Come tutti ben sapete ogni (o quasi) ragazzo coreano è destinato a passare per il servizio militare.
Non stupiamoci, la Corea è ancora in “guerra”, non è stato segnato nessun trattato di pace, ma c’è solo un armistizio, quindi, com’è giusto che sia, devono essere sempre pronti ad ogni evenienza (facciamo le corna).
Molti di voi sembrano essere molto interessati alla questione “servizio militare” e quindi abbiamo deciso di darvi alcune delucidazioni raccontandovi tutto ciò che abbiamo appreso dai nostri amici coreani che ci sono andati e che non hanno perso occasione, tra una bevuta e l’altra, di raccontarci aneddoti della loro esperienza al campo.

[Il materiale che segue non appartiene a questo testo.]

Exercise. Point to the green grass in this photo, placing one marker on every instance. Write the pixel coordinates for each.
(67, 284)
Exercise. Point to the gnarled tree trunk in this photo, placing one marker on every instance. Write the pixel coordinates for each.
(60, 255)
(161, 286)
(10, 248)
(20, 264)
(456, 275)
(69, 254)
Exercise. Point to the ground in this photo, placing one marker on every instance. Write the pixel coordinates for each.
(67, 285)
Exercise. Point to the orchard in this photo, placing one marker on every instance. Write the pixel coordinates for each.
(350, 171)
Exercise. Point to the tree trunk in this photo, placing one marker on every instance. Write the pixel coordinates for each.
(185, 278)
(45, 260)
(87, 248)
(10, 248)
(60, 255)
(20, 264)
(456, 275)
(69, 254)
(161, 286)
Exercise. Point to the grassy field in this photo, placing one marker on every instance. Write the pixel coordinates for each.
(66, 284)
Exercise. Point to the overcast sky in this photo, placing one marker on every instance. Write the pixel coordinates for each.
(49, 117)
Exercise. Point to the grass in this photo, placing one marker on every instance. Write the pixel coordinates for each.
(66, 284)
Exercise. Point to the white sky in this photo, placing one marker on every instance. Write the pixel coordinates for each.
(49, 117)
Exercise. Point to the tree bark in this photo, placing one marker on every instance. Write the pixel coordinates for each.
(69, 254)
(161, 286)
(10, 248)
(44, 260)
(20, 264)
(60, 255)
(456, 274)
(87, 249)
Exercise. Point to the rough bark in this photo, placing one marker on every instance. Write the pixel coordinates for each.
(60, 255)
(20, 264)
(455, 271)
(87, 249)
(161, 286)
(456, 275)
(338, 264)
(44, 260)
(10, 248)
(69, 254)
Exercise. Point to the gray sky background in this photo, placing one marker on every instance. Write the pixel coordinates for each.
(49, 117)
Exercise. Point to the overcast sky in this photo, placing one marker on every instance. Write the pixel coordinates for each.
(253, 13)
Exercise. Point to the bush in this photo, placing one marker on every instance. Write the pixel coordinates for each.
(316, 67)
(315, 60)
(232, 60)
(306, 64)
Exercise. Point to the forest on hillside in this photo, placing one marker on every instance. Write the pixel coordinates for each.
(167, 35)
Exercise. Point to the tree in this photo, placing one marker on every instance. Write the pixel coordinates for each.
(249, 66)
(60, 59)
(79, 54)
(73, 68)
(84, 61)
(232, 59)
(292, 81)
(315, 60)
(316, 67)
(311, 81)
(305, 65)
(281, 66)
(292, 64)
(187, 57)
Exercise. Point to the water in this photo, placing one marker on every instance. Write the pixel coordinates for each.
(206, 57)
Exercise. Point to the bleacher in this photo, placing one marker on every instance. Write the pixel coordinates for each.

Molti si staranno domandando: ma come prendono il fatto di doverci andare questi poveri cristi coreani?
Semplice, nascono sapendo che è un obbligo che dovranno affrontare e se la mettono via. Ovviamente, poi, l’influenza dei genitori conta non poco! Ci sono quelli più conservatori, che vedono il servizio militare come un onore e un dovere verso la patria e che si aspettano grande entusiasmo e risultati dalla propria prole, quelli un po’ più menefreghisti che hanno zero aspettative e, infine, i più furbi, o meglio i più ricchi, che per vie traverse, mazzette passate ai dottori o a chi di dovere, riescono a fare esentare il proprio figliolo dal servizio obbligatorio. Non spingiamoci, però, troppo oltre e iniziamo dal principio.

A che età partono?
Non esiste un età precisa, si può andare dai 18 ai 35 anni. Solitamente, chi vuole frequentare l’università, va dopo aver completato il primo anno, gli altri, che magari vogliono lavorare, ci vanno dopo le superiori e, altri ancora, aspettano di laurearsi prima di partire. Ah! Poi ci sono anche i nostri cari idol e attori, che per motivi di fama, tempistica e bla bla bla, solitamente finiscono per andarci il più tardi possibile: o quando ormai non se li fila più nessuno o quando sono abbastanza famosi da essere certi che 2 anni di servizio militare non nuoceranno troppo alla loro carriera.

Training
Tutti i tipi di esercito, che siano quelli più difficili o che siano quelli per i più debolucci, hanno un periodo di training, che solitamente sono 4-5 settimane.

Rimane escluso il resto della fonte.